2013 was a year of so many ups and downs. I couldn't have been more happy to see 2014. Not that that magical midnight hour changed anything, or erased anything, but it was a fresh start of sorts. Don't get me wrong, I'm still struggling every single day. More so this past week than before I think.
I know most everyone knows, but in case they don't; Krysten passed away on December 18th after a long and hard fight with cystic fibrosis her entire life, but especially this year. She is still the biggest fighter I know.
She came into my life and just was this positive burst of energy that I will never forget. She found goodness in everything and everyone, and I learned so much from her in such a short period of time. I'm forever grateful that my brother brought her into our lives.
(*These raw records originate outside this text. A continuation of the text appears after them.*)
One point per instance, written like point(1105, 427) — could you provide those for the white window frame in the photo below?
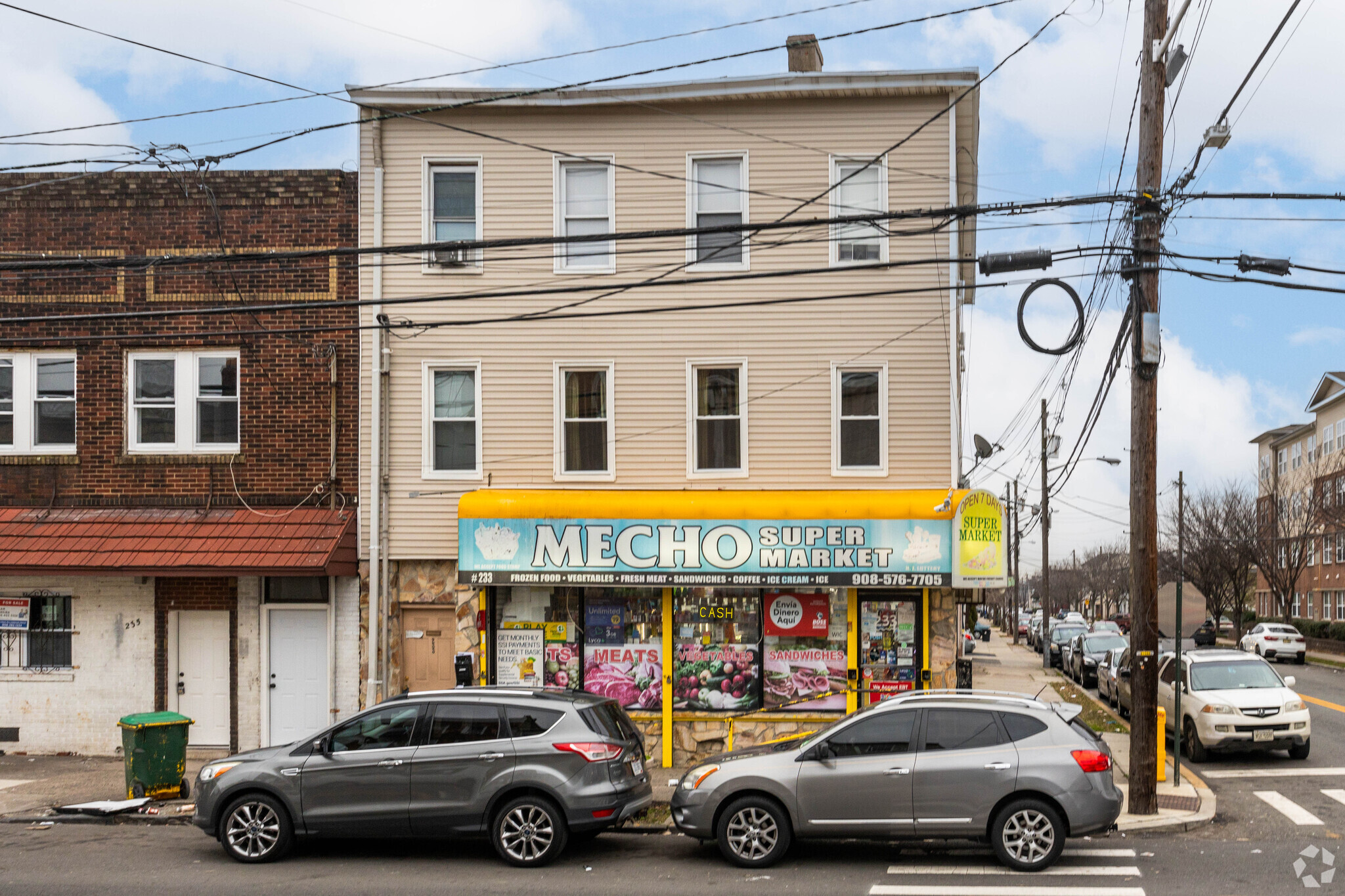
point(428, 370)
point(692, 158)
point(693, 364)
point(428, 164)
point(186, 386)
point(834, 230)
point(864, 472)
point(560, 258)
point(24, 366)
point(558, 370)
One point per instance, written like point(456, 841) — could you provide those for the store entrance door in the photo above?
point(891, 643)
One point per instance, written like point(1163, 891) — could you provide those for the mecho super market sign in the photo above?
point(705, 553)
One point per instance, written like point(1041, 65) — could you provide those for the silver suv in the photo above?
point(531, 769)
point(1016, 771)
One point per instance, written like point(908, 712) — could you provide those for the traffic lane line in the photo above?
point(1287, 807)
point(1061, 871)
point(1319, 702)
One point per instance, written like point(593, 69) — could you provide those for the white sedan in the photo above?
point(1275, 641)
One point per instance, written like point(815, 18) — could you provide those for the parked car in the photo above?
point(1275, 641)
point(529, 769)
point(1020, 773)
point(1087, 652)
point(1060, 636)
point(1234, 703)
point(1107, 676)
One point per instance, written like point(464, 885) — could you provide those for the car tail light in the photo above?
point(1091, 759)
point(592, 752)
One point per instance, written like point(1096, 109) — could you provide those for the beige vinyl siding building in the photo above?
point(783, 139)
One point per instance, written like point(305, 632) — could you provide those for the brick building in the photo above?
point(177, 490)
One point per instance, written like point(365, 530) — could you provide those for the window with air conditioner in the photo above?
point(454, 213)
point(182, 402)
point(858, 187)
point(38, 403)
point(452, 421)
point(717, 198)
point(585, 207)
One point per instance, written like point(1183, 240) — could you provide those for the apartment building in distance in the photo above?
point(707, 475)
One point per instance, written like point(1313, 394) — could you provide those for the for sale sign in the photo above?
point(14, 613)
point(798, 616)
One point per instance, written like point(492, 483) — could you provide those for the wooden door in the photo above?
point(428, 637)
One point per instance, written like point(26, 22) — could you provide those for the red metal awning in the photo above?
point(177, 542)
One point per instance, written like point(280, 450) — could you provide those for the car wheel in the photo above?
point(753, 832)
point(529, 832)
point(1192, 743)
point(1028, 834)
point(256, 828)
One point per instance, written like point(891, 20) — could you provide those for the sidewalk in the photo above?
point(1000, 666)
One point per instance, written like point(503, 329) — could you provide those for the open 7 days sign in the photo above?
point(699, 553)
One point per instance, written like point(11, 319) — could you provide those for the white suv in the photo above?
point(1234, 703)
point(1275, 641)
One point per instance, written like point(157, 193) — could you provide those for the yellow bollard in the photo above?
point(1162, 744)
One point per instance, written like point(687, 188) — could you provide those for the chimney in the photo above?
point(805, 53)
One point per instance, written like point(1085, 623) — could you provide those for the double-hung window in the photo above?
point(718, 419)
point(860, 186)
point(717, 198)
point(585, 206)
point(858, 421)
point(38, 403)
point(584, 433)
point(452, 421)
point(183, 402)
point(454, 211)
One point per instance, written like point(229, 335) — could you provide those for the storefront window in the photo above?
point(623, 647)
point(717, 664)
point(805, 651)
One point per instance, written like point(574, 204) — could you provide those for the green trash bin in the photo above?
point(155, 750)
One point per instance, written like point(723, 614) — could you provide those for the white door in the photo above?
point(204, 675)
point(298, 675)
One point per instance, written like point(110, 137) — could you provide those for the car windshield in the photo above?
point(1232, 676)
point(1102, 644)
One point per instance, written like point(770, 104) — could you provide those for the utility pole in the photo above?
point(1046, 548)
point(1143, 421)
point(1181, 679)
point(1017, 602)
She is the sister I never had, and I love her so so much.
I know that she is an angel in heaven and is dancing up there having a great time. I know that she is now breathing easy and is watching over every single one of her family and friends. I keep telling myself this over and over, but it still just doesn't make it easier on my heart. This week has been an especially tough one, I'm not sure why. I guess the busyness of the holidays has passed, and now I' m stuck with my own thoughts. I'm in tears writing this, but I have faith that she is ok and loving life in heaven.
I'm so thankful for the memories we have together. I don't have as many as a lot of her friends and family, but it's enough and I will always cherish them. I will never forget the week we spent in Hatteras, camping trips, weekly family dinners, and all of her wonderful wedding events. I printed pics from all of them and put them in frames all around my house. Such fun times :)
Coming back to faith, in honor of her I am having it tattooed on my wrist along with the CF ribbon and a butterfly. I've been thinking of what to get for her since last April, and it finally came to me the day she passed. I can't wait to get it and look down and see "her" all the time.
I love you sister, forever and always. I will never forget you. As hard as this is on us here on earth, we all know that you are in a better place and are breathing easy.



I can definitely tell that I missed out by never getting to meet her. I know it can't be easy on any of you. What a fabulous celebration you all had for her though...it's how we should say goodbye to any believer. Few actually do and I'm so glad you all did!